Frank Miller’s Daredevil Saga, Part 1:



Few writer/artists have been able to leave such an impact on a character that it has forever transformed comics after. Frank Miller was able to breathe life and vitality to characters that had been mostly forgotten by not only fans of Marvel, but the company itself. His work brought a maturity and elements of storytelling found in novels to comics. Daredevil was also the major debut of Miller’s talent and unique voice to the world of comics. His voice was instrumental to Daredevil as many artists since have attempted to imitate or, in Mark Waid’s case, oppose the voice Miller created for the character.
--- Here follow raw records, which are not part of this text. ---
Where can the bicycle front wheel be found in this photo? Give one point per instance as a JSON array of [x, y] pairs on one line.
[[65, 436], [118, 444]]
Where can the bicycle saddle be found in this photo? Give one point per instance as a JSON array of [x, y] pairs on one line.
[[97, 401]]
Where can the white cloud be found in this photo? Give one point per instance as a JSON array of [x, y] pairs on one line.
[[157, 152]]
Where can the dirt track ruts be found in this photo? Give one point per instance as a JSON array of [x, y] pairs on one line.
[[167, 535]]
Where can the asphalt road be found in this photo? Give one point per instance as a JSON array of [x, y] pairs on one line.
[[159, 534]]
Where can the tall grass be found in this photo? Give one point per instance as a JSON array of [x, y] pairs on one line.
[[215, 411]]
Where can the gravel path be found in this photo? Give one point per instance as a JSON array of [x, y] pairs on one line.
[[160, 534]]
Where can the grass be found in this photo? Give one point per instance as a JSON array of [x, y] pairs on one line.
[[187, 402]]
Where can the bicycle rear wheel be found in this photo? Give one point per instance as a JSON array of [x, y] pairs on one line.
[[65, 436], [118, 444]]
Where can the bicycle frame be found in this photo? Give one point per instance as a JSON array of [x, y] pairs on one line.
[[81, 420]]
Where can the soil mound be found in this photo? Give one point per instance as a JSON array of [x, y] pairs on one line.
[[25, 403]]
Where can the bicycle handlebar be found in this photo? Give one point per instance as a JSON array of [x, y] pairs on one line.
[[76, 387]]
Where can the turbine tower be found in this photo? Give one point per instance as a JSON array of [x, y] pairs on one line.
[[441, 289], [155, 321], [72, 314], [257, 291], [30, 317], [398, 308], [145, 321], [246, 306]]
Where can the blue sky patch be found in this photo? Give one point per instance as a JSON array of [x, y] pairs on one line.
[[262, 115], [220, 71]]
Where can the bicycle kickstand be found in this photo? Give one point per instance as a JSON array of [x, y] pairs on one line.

Miller seminal run on Daredevil alone was able to change the comics medium forever, but what makes Miller’s impact all the more resonant was that he would return to the character. Alan Moore would never write Swamp Thing again after his long run on the character. Miller would return to pen four additional graphic novels starring Matt Murdock and a spinoff graphic novel about his femme fatale Elektra. He would add greater depth to his ongoing saga that offered a beginning and conclusion to the story of Matt Murdock for those uneager to read after Miller’s departure from the character.

It’s a sprawling saga that, while probably not reaching the technical requirements to be regarded as an epic, is still the greatest superhero saga of all. Miller did not tell his story in chronological order, and sometimes crafted storylines too difficult for new-readers to pick-up. But Miller’s work on Daredevil is the single most impressive saga for any writer in the 20th Century. The work is a powerful journey of Matt Murdock coping with the constant strain of super-heroics. In Miller’s eyes, the ultimate heroism of Matt Murdock is not his success in vanquishing crime. Murdock can never truly bring the Kingpin down as Born Again solemnly remarks. Instead the inspiring heroism is that Murdock never succumbs to evil. Murdock’s first love succumbs to the pressure and becomes an assassin. Similarly, Wilson Fisk succumbs to his dark nature and loses that which made him human. Even the enigmatic assassin Bullseye gains an illogical and pointless vendetta against Daredevil which leads to a permanent paralysis. Only Murdock seems to be able to rise above the hardships that befall him. As if a supernatural accomplishment, Murdock remains a hero and can take all the blows.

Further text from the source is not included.